Gronowo (Braniewo)

from Wikipedia, the free encyclopedia
Gronowo
Gronowo does not have a coat of arms
Gronowo (Poland)
Gronowo
Gronowo
Basic data
State : Poland
Voivodeship : Warmia-Masuria
Powiat : Braniewo
Gmina : Braniewo
Geographic location : 54 ° 26 '  N , 19 ° 53'  E Coordinates: 54 ° 25 '43 "  N , 19 ° 53' 27"  E
Residents : 119
Telephone code : (+48) 55
License plate : NBR
Economy and Transport
Street : Ext. 54 : Chruściel– Braniewo –Gronowo
Lipowina - Gronowo
Rail route : PKP line 204: Malbork - Mamonowo (- Kaliningrad )
(train station: Braniewo)
Next international airport : Danzig
Kaliningrad



Gronowo [ ɡrɔˈnɔvɔ ] (German Grunau , Kr. Heiligenbeil / East Prussia) is a village in the extreme northwest of the Polish Warmian-Masurian Voivodeship . It belongs to the rural community Braniewo in the powiat Braniewo ( Braunsberg ).
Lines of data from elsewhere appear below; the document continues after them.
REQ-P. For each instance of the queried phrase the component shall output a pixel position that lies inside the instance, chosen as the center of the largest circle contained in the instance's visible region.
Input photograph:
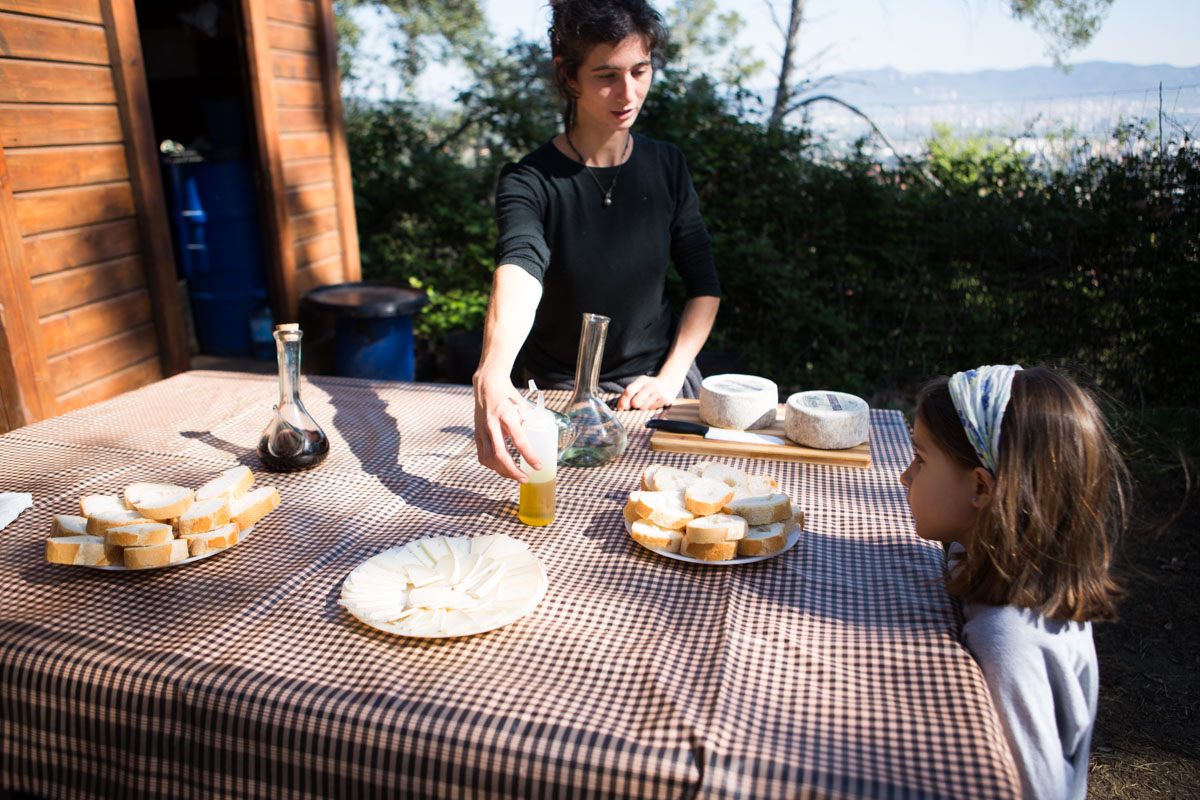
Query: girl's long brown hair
(1048, 537)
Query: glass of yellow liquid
(537, 500)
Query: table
(831, 671)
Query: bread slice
(762, 483)
(156, 533)
(709, 551)
(648, 477)
(66, 524)
(672, 479)
(797, 518)
(630, 510)
(85, 551)
(761, 509)
(715, 528)
(231, 483)
(658, 539)
(706, 497)
(664, 509)
(142, 558)
(253, 506)
(765, 540)
(165, 501)
(213, 540)
(204, 515)
(101, 521)
(96, 503)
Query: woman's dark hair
(1047, 539)
(579, 25)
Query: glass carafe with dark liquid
(293, 440)
(599, 435)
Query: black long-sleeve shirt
(606, 260)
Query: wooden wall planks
(75, 205)
(52, 40)
(31, 125)
(84, 11)
(70, 288)
(47, 82)
(63, 250)
(132, 377)
(34, 168)
(75, 328)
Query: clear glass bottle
(599, 437)
(293, 440)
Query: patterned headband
(981, 397)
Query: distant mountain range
(1091, 98)
(1031, 83)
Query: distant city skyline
(946, 36)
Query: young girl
(1015, 470)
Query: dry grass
(1147, 731)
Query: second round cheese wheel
(738, 402)
(826, 420)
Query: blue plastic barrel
(373, 326)
(214, 206)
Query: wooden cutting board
(688, 443)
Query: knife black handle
(678, 426)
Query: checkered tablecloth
(832, 671)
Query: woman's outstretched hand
(648, 392)
(499, 410)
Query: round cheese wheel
(738, 402)
(826, 420)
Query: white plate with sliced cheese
(445, 587)
(191, 559)
(792, 537)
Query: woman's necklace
(607, 193)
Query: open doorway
(199, 104)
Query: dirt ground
(1147, 732)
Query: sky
(942, 36)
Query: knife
(717, 434)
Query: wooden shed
(90, 301)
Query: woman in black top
(588, 222)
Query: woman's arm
(695, 324)
(499, 408)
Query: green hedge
(853, 274)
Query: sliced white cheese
(436, 547)
(448, 566)
(480, 543)
(421, 575)
(459, 546)
(460, 591)
(431, 596)
(826, 420)
(504, 546)
(417, 551)
(738, 402)
(456, 621)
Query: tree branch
(921, 168)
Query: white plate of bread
(712, 513)
(154, 525)
(445, 587)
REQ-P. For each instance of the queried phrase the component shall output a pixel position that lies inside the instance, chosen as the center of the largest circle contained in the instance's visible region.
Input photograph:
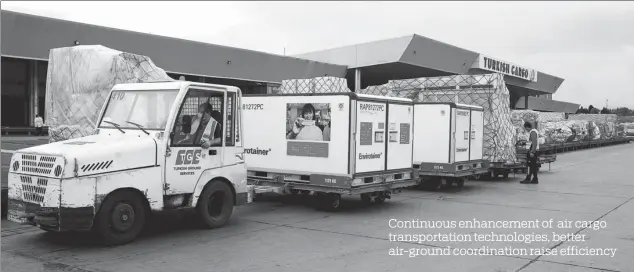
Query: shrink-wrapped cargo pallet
(488, 91)
(313, 85)
(628, 129)
(78, 81)
(594, 117)
(524, 115)
(557, 132)
(568, 131)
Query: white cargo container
(447, 143)
(329, 143)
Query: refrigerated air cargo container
(448, 142)
(328, 144)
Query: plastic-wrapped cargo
(524, 115)
(78, 81)
(314, 85)
(558, 132)
(536, 116)
(488, 91)
(628, 129)
(594, 117)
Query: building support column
(357, 80)
(33, 92)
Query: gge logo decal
(253, 106)
(187, 157)
(371, 107)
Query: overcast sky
(589, 44)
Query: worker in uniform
(304, 128)
(533, 145)
(39, 123)
(206, 128)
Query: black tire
(431, 184)
(327, 202)
(121, 218)
(366, 198)
(332, 202)
(380, 198)
(215, 205)
(460, 182)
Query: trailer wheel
(460, 182)
(380, 198)
(328, 202)
(449, 183)
(366, 198)
(215, 205)
(120, 218)
(431, 183)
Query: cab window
(200, 119)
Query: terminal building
(27, 39)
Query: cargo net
(488, 91)
(78, 81)
(580, 127)
(313, 85)
(541, 121)
(607, 124)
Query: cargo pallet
(544, 155)
(433, 175)
(503, 169)
(375, 188)
(572, 146)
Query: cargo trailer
(328, 145)
(448, 143)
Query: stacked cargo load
(487, 91)
(628, 129)
(313, 85)
(606, 123)
(79, 80)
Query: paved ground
(287, 235)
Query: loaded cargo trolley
(448, 141)
(327, 145)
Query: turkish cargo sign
(506, 68)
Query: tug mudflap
(267, 185)
(51, 218)
(459, 169)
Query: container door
(371, 138)
(477, 134)
(399, 139)
(432, 133)
(462, 135)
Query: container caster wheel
(366, 198)
(430, 184)
(377, 197)
(380, 198)
(328, 202)
(460, 182)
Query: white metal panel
(371, 136)
(399, 136)
(431, 133)
(266, 146)
(477, 134)
(462, 135)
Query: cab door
(187, 159)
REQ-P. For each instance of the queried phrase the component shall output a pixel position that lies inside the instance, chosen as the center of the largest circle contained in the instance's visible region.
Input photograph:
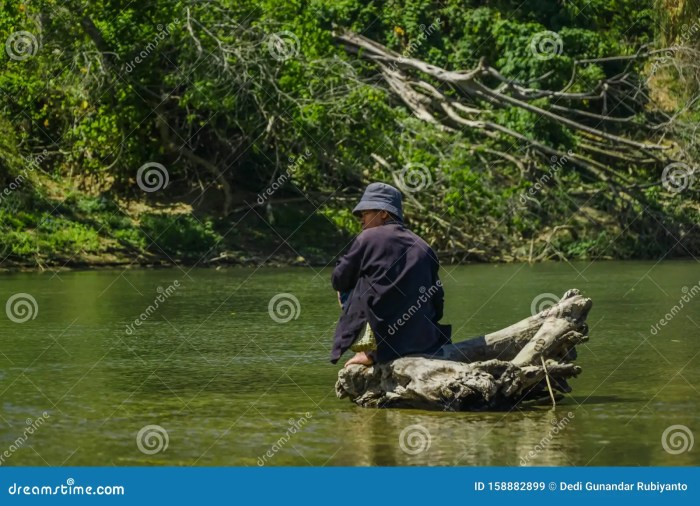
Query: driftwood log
(527, 361)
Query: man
(390, 278)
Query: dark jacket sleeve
(347, 270)
(439, 297)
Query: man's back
(394, 277)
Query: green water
(223, 379)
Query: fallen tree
(527, 361)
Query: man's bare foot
(360, 358)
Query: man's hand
(360, 358)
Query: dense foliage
(261, 119)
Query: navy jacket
(393, 275)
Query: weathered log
(490, 372)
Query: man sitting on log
(388, 287)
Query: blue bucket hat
(380, 197)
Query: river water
(210, 378)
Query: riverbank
(47, 226)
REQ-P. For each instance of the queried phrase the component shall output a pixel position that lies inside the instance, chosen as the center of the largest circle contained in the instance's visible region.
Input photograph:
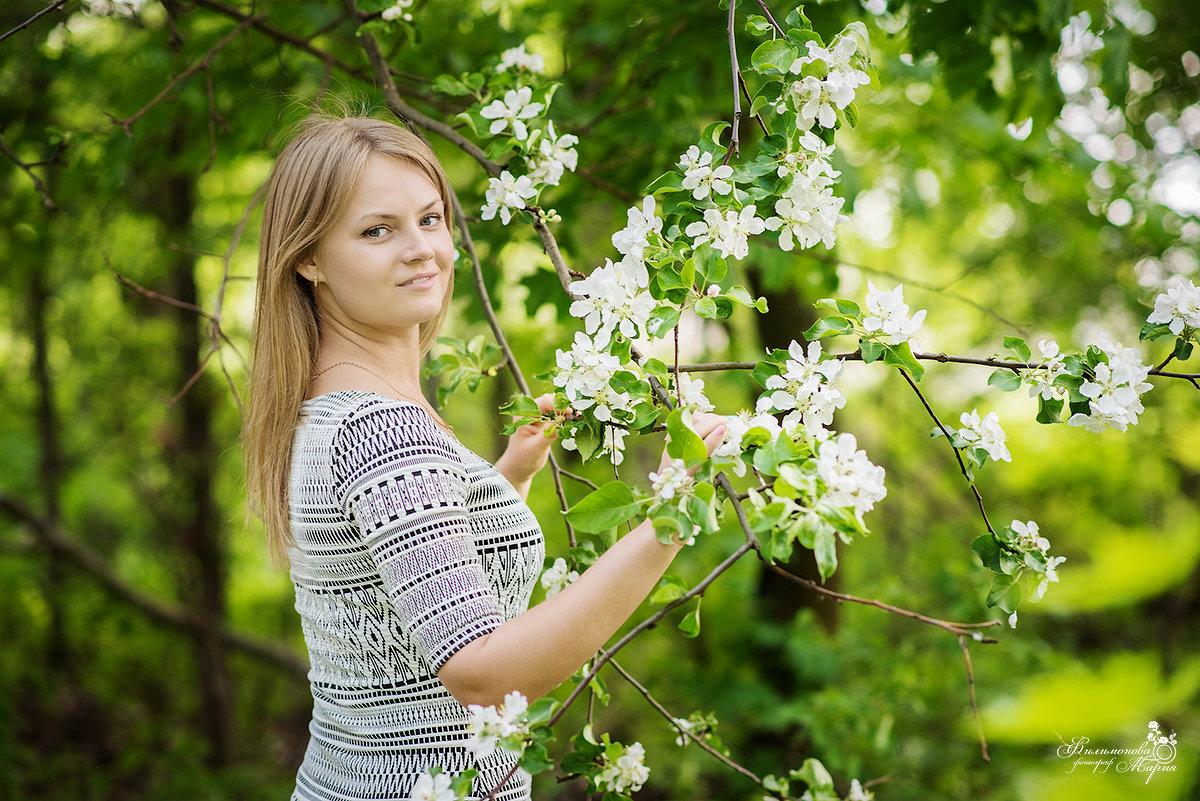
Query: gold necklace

The place is a Polish border crossing point to the Russian place Mamonowo ( Heiligenbeil ) in the Kaliningrad Oblast ( Koenigsberg area (Prussia) ).

geography

Gronowo is located on the former German Reichsstrasse 1 and today's Polish state road (DK) 54 at the transition to the Russian trunk road A 194 between the current district town of Braniewo ( Braunsberg ) and the former district town of Mamonowo ( Heiligenbeil ).

A side road connects Gronowo with the former Reichsautobahn Berlin – Königsberg , which today represents the route of the Polish expressway S 22 and Russian trunk road R 516 , and which is to be reopened to traffic on December 7, 2010.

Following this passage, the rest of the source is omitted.